The Georgia Bulletin

Wed, Jul 9, 2008


What I Have Seen and Heard - Archbishop Gregory's Weekly Column

Print Issue: October 20, 1983

CHD Funding, Project Aims To Stop Tax On Food

By Gretchen Keiser

A group working to exempt food and medicine from Georgia sales tax has received $25,000 in funds from the national Campaign for Human Development.

The money has gone to the Georgia Citizens Coalition on Hunger, a non-profit group based in Atlanta and concerned with the plight of poor families and with legislation and budget decisions that adversely affect the poor.

That focus has led to the sales tax exemption project, which addresses the particular hardship endured by the poor who are spending a very high percentage of income on necessities and, as a result, are losing a critical part of their income to sales taxes on needed items like food and medicine.

Georgia is believed to be the only state in the nation that does not make some provision to provide low-income people with sales tax relief, said Sandra Robertson, executive director of the Coalition. Some states automatically exempt food or all grocery store items from sales tax, she said. Others provide a section on the state income tax return to take a tax credit for money already expended in sales tax.

While a sales tax on the surface may seem to be a fair tax that hits everybody at the same rate, that is not the way it affects different income groups, she pointed out. The sales tax is considered a regressive tax because it makes no distinction between those who are middle- and upper-income and those who are low-income. Whichever group you fall into, if you live in Atlanta five cents of every food dollar is spent on sales tax.

Ms. Robertson estimated that low-income families spend 40-50 percent of their income and up on food. As a family’s income increases and they move into middle- and upper-income groups the proportion of their income spent on food decreases.

This equation squeezes the poor without exception, she noted; even those who use the federal Food Stamp program to buy food pay a sales tax on food. At a time of increasing hunger problems in the state, “placing a tax on food only contributes to the problem, it doesn’t diminish it,” she said.

The funding from the Campaign for Human Development will provide a portion of the support needed to launch an educational and legislative lobbying campaign statewide on this issue. A wide variety of organizations in Georgia, including the League of Women Voters, labor organizations and educational organizations and low-income advocacy groups, have shown interest in supporting the exemption as part of a broad effort to reform the state structure.

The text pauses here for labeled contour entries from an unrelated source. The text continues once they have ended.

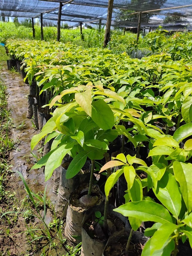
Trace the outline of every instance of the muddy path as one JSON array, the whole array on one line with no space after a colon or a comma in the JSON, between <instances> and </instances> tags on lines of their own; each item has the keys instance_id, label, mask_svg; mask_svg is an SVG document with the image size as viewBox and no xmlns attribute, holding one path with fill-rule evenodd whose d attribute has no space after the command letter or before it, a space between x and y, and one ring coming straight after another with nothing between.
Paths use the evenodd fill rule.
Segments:
<instances>
[{"instance_id":1,"label":"muddy path","mask_svg":"<svg viewBox=\"0 0 192 256\"><path fill-rule=\"evenodd\" d=\"M47 194L53 203L56 200L56 195L52 193L52 179L44 182L44 176L42 168L38 170L30 171L36 159L33 156L30 149L30 142L32 137L39 132L36 129L32 122L26 117L27 95L29 85L22 81L19 75L6 70L2 71L1 80L7 87L8 108L10 111L13 128L11 138L14 143L14 149L10 153L12 169L20 172L24 177L32 191L37 193L44 190L47 185ZM33 153L39 156L40 146ZM18 175L16 174L18 177ZM19 180L19 185L22 182Z\"/></svg>"}]
</instances>

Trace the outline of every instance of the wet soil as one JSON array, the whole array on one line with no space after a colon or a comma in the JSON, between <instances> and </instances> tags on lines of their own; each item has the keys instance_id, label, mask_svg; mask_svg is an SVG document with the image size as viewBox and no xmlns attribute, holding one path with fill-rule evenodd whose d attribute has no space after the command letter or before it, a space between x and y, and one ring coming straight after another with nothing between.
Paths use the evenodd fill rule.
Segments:
<instances>
[{"instance_id":1,"label":"wet soil","mask_svg":"<svg viewBox=\"0 0 192 256\"><path fill-rule=\"evenodd\" d=\"M56 202L57 196L52 192L52 179L45 182L42 168L38 170L30 170L36 161L30 152L30 141L33 136L37 134L39 131L35 129L31 120L26 116L27 96L29 90L29 85L25 84L18 75L5 69L1 70L0 79L7 88L8 108L10 111L13 127L11 131L11 138L14 144L14 149L9 154L10 163L12 166L13 173L8 177L6 182L6 191L9 191L9 195L12 195L14 203L16 202L15 204L18 204L18 206L20 205L21 200L27 195L22 181L19 175L15 172L17 171L22 174L30 189L34 193L43 191L47 185L46 196L50 199L51 205L52 203L54 205ZM39 145L38 147L38 148L34 151L33 153L39 156L40 154L37 150L40 148L40 146ZM14 209L14 205L9 205L9 199L7 202L6 200L0 202L0 210L3 213L9 211L18 210L18 209ZM43 214L43 212L42 212ZM14 222L11 219L12 217L10 216L12 223L14 223L14 224L8 225L7 222L3 220L1 222L0 255L8 255L6 254L7 253L12 256L26 255L29 251L30 255L35 255L35 251L31 250L31 246L26 236L27 230L24 218L20 216ZM48 209L46 213L46 224L51 222L52 219L52 212ZM39 221L39 219L35 219L34 224ZM45 244L47 241L42 241L42 242L44 242ZM65 252L63 250L60 250L61 253L63 254L65 253ZM49 252L47 253L50 255ZM39 254L35 253L35 255ZM55 254L52 255L55 255Z\"/></svg>"},{"instance_id":2,"label":"wet soil","mask_svg":"<svg viewBox=\"0 0 192 256\"><path fill-rule=\"evenodd\" d=\"M87 192L86 191L88 192L88 189L89 184L83 184L75 191L70 200L70 204L73 210L76 212L83 212L89 208L89 206L86 207L79 200L82 196L87 194ZM95 206L100 205L104 201L104 195L101 192L99 188L96 185L92 186L91 195L98 197L98 200L95 205Z\"/></svg>"},{"instance_id":3,"label":"wet soil","mask_svg":"<svg viewBox=\"0 0 192 256\"><path fill-rule=\"evenodd\" d=\"M125 248L128 237L122 237L107 247L104 253L105 256L125 256ZM129 250L129 256L140 256L144 247L141 244L134 244L131 242Z\"/></svg>"},{"instance_id":4,"label":"wet soil","mask_svg":"<svg viewBox=\"0 0 192 256\"><path fill-rule=\"evenodd\" d=\"M29 85L23 82L19 76L6 70L3 70L1 79L7 87L8 109L10 110L11 117L12 119L13 127L12 129L11 139L14 142L14 150L10 152L10 159L13 165L12 169L17 171L23 175L30 188L35 193L44 190L47 185L47 191L52 197L51 188L53 183L52 179L44 182L44 176L42 168L30 169L36 159L31 153L30 142L33 136L39 133L34 127L31 120L26 117L27 106L27 95L29 91ZM39 146L39 149L40 148ZM37 148L37 149L38 149ZM33 153L39 157L37 150ZM18 175L15 174L17 177ZM22 185L22 181L17 181L20 185ZM56 198L52 198L53 202Z\"/></svg>"}]
</instances>

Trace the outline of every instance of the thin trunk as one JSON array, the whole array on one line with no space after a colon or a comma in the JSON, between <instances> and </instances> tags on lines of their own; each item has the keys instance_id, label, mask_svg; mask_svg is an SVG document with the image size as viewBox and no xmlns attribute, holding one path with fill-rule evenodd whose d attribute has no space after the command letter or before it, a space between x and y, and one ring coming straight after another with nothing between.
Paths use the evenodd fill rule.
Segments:
<instances>
[{"instance_id":1,"label":"thin trunk","mask_svg":"<svg viewBox=\"0 0 192 256\"><path fill-rule=\"evenodd\" d=\"M34 27L34 21L33 20L33 18L32 18L32 29L33 29L33 38L35 38L35 27Z\"/></svg>"},{"instance_id":2,"label":"thin trunk","mask_svg":"<svg viewBox=\"0 0 192 256\"><path fill-rule=\"evenodd\" d=\"M179 114L178 116L178 120L177 120L177 125L176 126L176 129L178 129L178 128L179 128L180 123L182 119L182 116L181 114Z\"/></svg>"},{"instance_id":3,"label":"thin trunk","mask_svg":"<svg viewBox=\"0 0 192 256\"><path fill-rule=\"evenodd\" d=\"M41 37L42 41L43 40L43 13L41 13Z\"/></svg>"},{"instance_id":4,"label":"thin trunk","mask_svg":"<svg viewBox=\"0 0 192 256\"><path fill-rule=\"evenodd\" d=\"M100 33L101 32L101 20L99 20L99 32Z\"/></svg>"},{"instance_id":5,"label":"thin trunk","mask_svg":"<svg viewBox=\"0 0 192 256\"><path fill-rule=\"evenodd\" d=\"M133 231L133 229L132 228L131 230L129 238L128 238L128 241L127 241L127 245L126 245L126 249L125 249L125 256L128 256L129 255L129 248L130 242L131 242L131 238L132 237Z\"/></svg>"},{"instance_id":6,"label":"thin trunk","mask_svg":"<svg viewBox=\"0 0 192 256\"><path fill-rule=\"evenodd\" d=\"M90 181L89 182L89 190L88 190L88 195L91 196L91 190L92 189L92 186L93 185L93 174L94 173L94 170L95 170L95 160L91 160L91 176L90 177Z\"/></svg>"}]
</instances>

Ms. Robertson emphasized that the Coalition and the other groups who are coalescing around the issue of tax reform are not simply proposing that the state lose the money it now receives in sales tax on food and medicine.

They also plan to make specific proposals as to ways the state can recoup the lost funds through other areas of tax reform. Specifically, the groups is looking into the increased revenue that could be provided if Georgia income tax brackets were revised to tax graduated incomes over $10,000, rather than applying a flat six percent rate to all incomes over $10,000 as is done at present. Another proposal being examined is the possibility of instituting a severance tax on the state’s irreplaceable natural resources, such as kaolin, to compensate the state financially for the loss of valuable minerals permanently lost through mining.

The amount of money that is expected to be lost in sales tax annually through the exemption of food and medicine is $200 million and so the group will continue to search for ways to generate at least that amount through other areas of tax reform, Ms. Robertson said.

“We support a strong tax base” for the state, she said. “We don’t want to see any services diminished,” but would like to see the state be able to expand the services it provides.

Funding for the Campaign for Human Development comes through a once-a-year national collection, which is disbursed through local offices and through the national office in Washington, D.C. It is intended to support social justice efforts that not only affect the poor, but also involve them in the process of change.